Michelle DePass on Women's History Month and the Environmental Justice Movement
Michelle DePass, Director of the Tishman Center and Dean of the Milano School of International Affairs, Management, and Urban Policy reflects on the environmental justice movement and women's role in the environmental justice movement for Women's History Month.
By Michelle DePass
In recognition of Women’s History Month, I am taking this opportunity to reflect on the genesis of the environmental justice movement and the collective strength of women who actively sought to protect their children and families, and build a better life for their communities.I began my career in the environmental movement as the Executive Director of the New York City Environmental Justice Alliance, a community-based, citywide membership network linking grassroots organizations from low-income neighborhoods and communities of color across the city in their struggle for environmental justice.
The core of leadership for this work were the courageous women who I interacted and collaborated with every day: Samara Swanston, Peggy Shephard, Nina Laboy, Vernice Miller-Travis, Gwen Smalls, and others – all activists and strategic advocates who linked critical issues of public health, civil rights and environmental concerns, and who were determined to make this city and this planet a better place for everyone.
Years later at The New School’s Tishman Environment and Design Center, I have the opportunity to work with a group of similarly courageous women; students, faculty, and staff who are working to connect the power of research and scholarship to actions on the ground. This linked-up organizing and action in communities continues and grows, even in the midst of an onslaught of federal political actions seeking to reverse progress on the very issues that we have been making traction on for decades.
I’m fortunate to work with the Tishman Center’s Associate Directors Ana Baptista and Yvonne Watson, along with the Center’s staff, Molly Johnson, Adrienne Perovich, and Rebecca Fuger, and the many talented women in our cohort of Affiliated Faculty to carry out the mission of the Tishman Center to integrate design policy and social justice approaches to environmental issues to advance a just and sustainable society.

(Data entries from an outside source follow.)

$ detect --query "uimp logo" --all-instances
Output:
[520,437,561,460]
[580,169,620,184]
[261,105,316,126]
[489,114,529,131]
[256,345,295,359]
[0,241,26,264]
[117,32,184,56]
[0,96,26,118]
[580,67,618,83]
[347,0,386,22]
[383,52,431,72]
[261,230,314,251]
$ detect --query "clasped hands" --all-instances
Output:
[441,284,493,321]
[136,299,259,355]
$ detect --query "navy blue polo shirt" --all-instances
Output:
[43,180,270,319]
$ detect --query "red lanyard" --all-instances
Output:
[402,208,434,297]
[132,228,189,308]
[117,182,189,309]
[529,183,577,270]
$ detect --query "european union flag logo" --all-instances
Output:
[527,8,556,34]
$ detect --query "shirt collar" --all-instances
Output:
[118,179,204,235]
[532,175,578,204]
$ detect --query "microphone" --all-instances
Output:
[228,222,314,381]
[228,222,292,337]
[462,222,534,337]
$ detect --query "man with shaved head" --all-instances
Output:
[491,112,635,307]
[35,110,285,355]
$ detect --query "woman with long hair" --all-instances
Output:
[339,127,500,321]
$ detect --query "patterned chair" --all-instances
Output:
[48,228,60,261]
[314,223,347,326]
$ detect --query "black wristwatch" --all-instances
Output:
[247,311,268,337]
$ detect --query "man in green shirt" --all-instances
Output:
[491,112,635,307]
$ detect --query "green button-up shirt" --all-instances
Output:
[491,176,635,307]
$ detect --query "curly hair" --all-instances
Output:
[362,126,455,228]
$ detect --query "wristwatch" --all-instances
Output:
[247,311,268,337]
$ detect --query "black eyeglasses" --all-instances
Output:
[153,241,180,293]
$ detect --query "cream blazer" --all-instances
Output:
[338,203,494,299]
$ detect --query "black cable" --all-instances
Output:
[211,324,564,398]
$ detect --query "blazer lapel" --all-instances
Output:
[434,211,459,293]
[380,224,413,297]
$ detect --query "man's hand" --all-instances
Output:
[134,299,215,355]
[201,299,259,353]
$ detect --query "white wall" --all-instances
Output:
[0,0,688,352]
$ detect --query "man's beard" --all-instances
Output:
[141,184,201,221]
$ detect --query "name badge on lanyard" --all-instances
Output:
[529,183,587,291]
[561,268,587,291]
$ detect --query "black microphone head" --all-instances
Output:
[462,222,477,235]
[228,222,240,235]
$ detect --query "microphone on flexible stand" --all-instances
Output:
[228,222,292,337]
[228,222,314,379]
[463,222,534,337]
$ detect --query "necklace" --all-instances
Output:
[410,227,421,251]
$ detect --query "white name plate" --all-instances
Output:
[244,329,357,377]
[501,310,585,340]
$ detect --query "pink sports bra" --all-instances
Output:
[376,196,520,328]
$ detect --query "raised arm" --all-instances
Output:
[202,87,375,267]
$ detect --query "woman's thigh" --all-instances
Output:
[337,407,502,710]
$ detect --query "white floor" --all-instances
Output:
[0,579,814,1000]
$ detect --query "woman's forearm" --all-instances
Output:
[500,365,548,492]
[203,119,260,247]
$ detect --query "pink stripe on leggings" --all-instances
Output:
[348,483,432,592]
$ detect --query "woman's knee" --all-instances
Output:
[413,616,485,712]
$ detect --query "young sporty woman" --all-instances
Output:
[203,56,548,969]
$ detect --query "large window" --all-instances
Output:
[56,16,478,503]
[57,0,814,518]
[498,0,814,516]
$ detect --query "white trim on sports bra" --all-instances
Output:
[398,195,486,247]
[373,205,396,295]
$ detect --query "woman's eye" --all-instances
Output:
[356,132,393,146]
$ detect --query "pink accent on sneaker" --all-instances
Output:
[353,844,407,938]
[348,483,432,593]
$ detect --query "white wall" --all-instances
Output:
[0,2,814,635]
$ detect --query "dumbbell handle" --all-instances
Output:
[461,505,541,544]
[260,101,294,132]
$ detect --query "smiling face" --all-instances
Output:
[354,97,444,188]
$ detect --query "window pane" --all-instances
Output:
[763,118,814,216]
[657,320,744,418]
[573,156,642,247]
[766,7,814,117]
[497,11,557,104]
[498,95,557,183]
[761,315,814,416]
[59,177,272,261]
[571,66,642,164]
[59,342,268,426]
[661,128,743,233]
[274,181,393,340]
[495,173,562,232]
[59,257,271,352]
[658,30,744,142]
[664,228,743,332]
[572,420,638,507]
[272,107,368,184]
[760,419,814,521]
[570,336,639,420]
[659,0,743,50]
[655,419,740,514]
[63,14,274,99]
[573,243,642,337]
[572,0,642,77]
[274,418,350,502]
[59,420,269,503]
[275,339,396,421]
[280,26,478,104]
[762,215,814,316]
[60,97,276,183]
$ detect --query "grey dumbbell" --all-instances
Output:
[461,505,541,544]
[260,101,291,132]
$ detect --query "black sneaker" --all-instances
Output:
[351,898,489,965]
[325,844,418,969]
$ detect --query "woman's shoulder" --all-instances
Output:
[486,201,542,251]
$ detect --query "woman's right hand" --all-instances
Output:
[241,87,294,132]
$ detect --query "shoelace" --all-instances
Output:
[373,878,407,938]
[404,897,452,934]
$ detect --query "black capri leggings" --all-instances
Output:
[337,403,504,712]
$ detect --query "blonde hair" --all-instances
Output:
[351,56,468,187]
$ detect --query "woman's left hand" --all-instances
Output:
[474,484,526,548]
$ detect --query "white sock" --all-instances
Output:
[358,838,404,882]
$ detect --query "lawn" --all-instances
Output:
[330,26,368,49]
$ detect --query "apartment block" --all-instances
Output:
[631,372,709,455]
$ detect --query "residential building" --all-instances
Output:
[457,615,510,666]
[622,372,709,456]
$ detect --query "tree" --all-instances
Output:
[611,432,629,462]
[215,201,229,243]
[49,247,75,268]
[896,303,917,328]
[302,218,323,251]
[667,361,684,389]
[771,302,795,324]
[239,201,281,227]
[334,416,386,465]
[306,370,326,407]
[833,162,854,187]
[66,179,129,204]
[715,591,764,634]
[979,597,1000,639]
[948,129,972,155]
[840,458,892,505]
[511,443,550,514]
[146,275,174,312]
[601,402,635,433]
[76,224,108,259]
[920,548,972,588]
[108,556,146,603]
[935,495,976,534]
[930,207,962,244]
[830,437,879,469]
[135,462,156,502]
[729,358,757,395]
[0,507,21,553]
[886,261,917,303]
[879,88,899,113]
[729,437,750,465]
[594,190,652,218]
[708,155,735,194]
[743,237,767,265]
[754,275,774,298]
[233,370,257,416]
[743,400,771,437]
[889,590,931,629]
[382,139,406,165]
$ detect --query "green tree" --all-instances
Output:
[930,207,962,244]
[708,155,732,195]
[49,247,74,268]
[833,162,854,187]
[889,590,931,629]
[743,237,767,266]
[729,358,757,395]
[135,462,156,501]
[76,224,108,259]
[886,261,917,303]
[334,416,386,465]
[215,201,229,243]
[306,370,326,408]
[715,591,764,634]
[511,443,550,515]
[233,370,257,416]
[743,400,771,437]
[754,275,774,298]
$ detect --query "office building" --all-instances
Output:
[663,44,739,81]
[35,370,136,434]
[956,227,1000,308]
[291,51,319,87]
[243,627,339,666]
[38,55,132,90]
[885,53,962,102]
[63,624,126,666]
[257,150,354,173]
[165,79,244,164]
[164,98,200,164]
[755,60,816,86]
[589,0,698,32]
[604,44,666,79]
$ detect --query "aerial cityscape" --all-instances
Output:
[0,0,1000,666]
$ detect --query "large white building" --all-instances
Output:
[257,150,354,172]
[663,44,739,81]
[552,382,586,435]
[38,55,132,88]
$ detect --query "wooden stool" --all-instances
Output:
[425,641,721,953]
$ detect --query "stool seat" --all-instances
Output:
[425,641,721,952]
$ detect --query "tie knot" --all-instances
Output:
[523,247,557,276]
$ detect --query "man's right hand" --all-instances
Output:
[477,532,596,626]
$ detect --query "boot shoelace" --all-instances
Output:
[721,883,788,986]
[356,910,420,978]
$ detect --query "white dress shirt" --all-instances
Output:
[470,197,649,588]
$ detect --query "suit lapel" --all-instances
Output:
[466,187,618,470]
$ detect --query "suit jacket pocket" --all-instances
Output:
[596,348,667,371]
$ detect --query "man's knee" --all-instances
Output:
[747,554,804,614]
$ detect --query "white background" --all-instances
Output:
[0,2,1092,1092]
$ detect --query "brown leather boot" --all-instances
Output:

Women are resilient – our economic, social, and political lives are tested every day but the resiliency that we’ve demonstrated is nothing short of awe-inspiring. The issues of climate change impact women in substantial ways. It’s often the woman-led households and their children who are left trying to put the pieces together after climate-related disasters. We witnessed after Hurricane Katrina, Hurricane Rita, and Superstorm Sandy how women faced devastating housing, transportation, and economic challenges but still managed to protect their families and rebuild their communities while they advocated for a safer, more just future.In recent months, women all across the country have organized and marched to raise their voices and highlight the inequities of climate change on our communities. As we take this moment to celebrate women and honor their achievements, let’s also take the opportunity to acknowledge that inequities still exist and that the struggle for climate justice and women’s liberation are intimately linked. I am grateful for the leadership of women I work with every day to combat these injustices, and I vow to stand strong, side by side, in solidarity with these women to build a future that is safe, healthy, and just for all.